Saturday 31 December 2016

IT Kitchen: 3D Printer .... Get Baking


A 3D printer cannot mass produce but is ideal for making individual customised things. However, a 3D printer can make parts that can be part of a mass production process. 3D printers can be used as tool makers making tools such as moulds, dies, stamps and cutters which are used in a manufacturing process.

In the IT kitchen we used a 3D printer as a tool maker - making cutters for cookies. 

Cooking has been affected by industrial mass production and consumerism so that for many cooking has been reduced to buying a packet .. a ready made meal we open, heat up and eat. However, cooking from ingredients is a DIY activity but taken for granted and overlooked as a maker activity. Cooking is one of the oldest, most useful and most enjoyable of maker activities.

In today's IT kitchen we combine one of the oldest maker activities (Cooking) with one of the newest (3D printing) - using a 3D printer to make the cutters used to shape our cookies.



The 3D printing

You may not have something to hand and may need to buy it on-line for delivery or pop down the shops to buy it, One of the benefits of having a 3D printer is being able to make something on demand - either from 3D designs shared openly by others or by using 3D modelling software to design things ourselves. Even better, 3D printing can be used to make unique or customised items - things that you cannot buy ready made.

We collected some cookie cutter designs shared openly on Thingiverse and printed a small selection - star, gingerbread person, snowman, Christmas tree, Easter bunny, heart, and a butterfly. We used the slicer software for our 3D printer to adjust the size of each cutter, increased the depth of the heart cutter and rotated and laid the gingerbread man design flat on the plate so that it would print properly.

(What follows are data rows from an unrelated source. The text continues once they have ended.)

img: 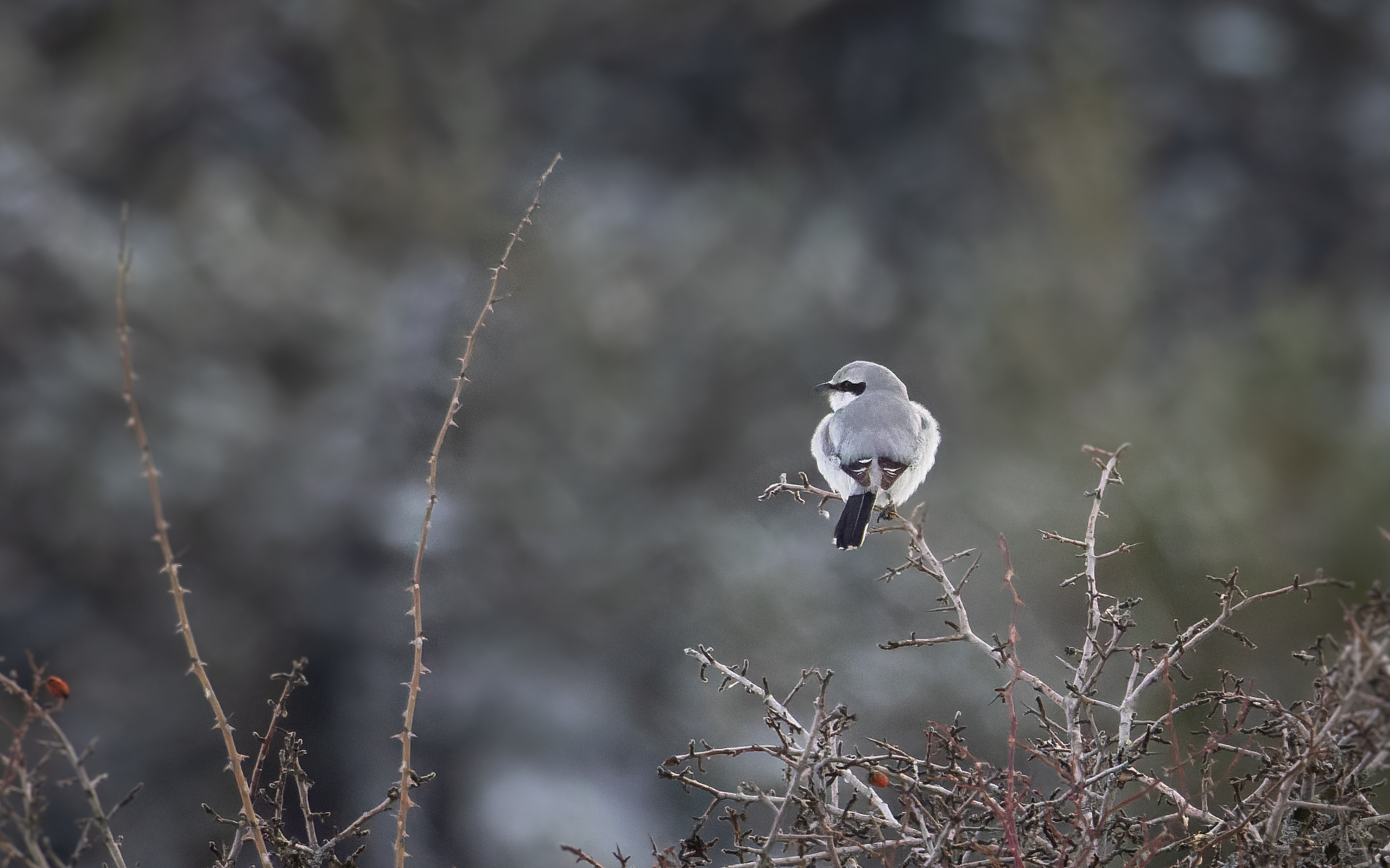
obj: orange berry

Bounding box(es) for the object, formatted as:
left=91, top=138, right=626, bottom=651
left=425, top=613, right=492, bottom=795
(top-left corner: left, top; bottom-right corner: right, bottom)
left=43, top=675, right=68, bottom=698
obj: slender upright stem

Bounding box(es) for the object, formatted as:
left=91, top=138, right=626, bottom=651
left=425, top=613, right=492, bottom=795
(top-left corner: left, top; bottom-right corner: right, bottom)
left=116, top=210, right=271, bottom=868
left=397, top=154, right=560, bottom=868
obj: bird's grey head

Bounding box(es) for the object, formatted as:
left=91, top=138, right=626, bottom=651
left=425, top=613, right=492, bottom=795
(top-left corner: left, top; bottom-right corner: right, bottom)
left=816, top=361, right=908, bottom=410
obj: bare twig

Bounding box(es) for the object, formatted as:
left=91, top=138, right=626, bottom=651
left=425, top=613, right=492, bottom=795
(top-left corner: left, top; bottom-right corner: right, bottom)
left=116, top=208, right=271, bottom=868
left=0, top=673, right=135, bottom=868
left=397, top=154, right=560, bottom=868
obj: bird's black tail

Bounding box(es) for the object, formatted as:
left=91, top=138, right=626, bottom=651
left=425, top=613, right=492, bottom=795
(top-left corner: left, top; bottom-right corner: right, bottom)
left=835, top=491, right=874, bottom=548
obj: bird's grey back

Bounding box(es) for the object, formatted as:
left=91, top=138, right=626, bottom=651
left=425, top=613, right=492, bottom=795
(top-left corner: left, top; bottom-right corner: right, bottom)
left=826, top=392, right=922, bottom=464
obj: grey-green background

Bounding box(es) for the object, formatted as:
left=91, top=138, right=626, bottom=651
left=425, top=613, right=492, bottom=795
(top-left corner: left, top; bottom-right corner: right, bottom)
left=0, top=0, right=1390, bottom=868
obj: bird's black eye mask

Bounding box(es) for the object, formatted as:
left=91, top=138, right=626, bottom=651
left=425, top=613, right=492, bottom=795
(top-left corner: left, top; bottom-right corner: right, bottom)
left=816, top=379, right=868, bottom=394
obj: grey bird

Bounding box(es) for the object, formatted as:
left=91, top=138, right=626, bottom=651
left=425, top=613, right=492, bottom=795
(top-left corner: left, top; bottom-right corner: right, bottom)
left=811, top=361, right=941, bottom=548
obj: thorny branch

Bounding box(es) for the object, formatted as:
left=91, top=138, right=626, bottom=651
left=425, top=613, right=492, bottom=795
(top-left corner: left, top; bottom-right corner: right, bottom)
left=0, top=658, right=131, bottom=868
left=116, top=211, right=271, bottom=868
left=567, top=445, right=1390, bottom=868
left=397, top=154, right=560, bottom=868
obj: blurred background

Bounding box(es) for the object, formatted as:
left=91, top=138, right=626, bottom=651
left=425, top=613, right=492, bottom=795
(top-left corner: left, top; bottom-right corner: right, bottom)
left=0, top=0, right=1390, bottom=868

We used PLA filament in the kitchen - its safer, bio-degradable and sustainable - being made with plant materials. 

Cookie cutters are such a good thing to print - they are a good size and print quickly being all outline rather than solid.



The Cooking
Ingredients
* 1 egg
* 100g soft brown sugar
* 100g butter
* 200g self raising flour (plain flour is fine but self raising helps the cookies rise up just a little bit which is nice)

Method
* Preheat an oven to 180 degrees or gas mark 4.

* Get ready a baking tray .. I find a non stick tray is fine.

* Put the flour and butter into a bowl and mix together using your fingers until the mixture looks like breadcrumbs. 

* Sprinkle in the sugar and continue mixing with your fingers until it is all mixed up well looking like sugary breadcrumbs.

* Add the egg and knead the mixture until you get a dough - a thick elastic like paste.

* Take the dough out of the bowl, place it onto a work surface and roll out flat to the thickness of the biscuits you want - about 5mm is good.

* Use the cookie cutters to press out shapes in the dough - press into the dough all the way through to the work surface. Wiggle the cutter a little to get a good separation from the rest of the dough and lift up the cutter - the cookie dough should stay inside the cutter. Move over to a baking tray and gently push the cookie dough out of the cookie cutter onto the baking tray.

* Place the baking tray in the centre of an oven and bake until golden brown - about 12 minutes at 180 degrees or gas mark 4.

* Remove the baking tray from the oven and leave the cookies to cool for about 2 minutes then ...... enjoy :)

Unfortunately the heart, snowman & xmas tree are missing .... I ate them :)
There we have it - delicious cookies made by hand, cut with the help of a 3D printer and baked with another piece of technology we take for granted - an oven.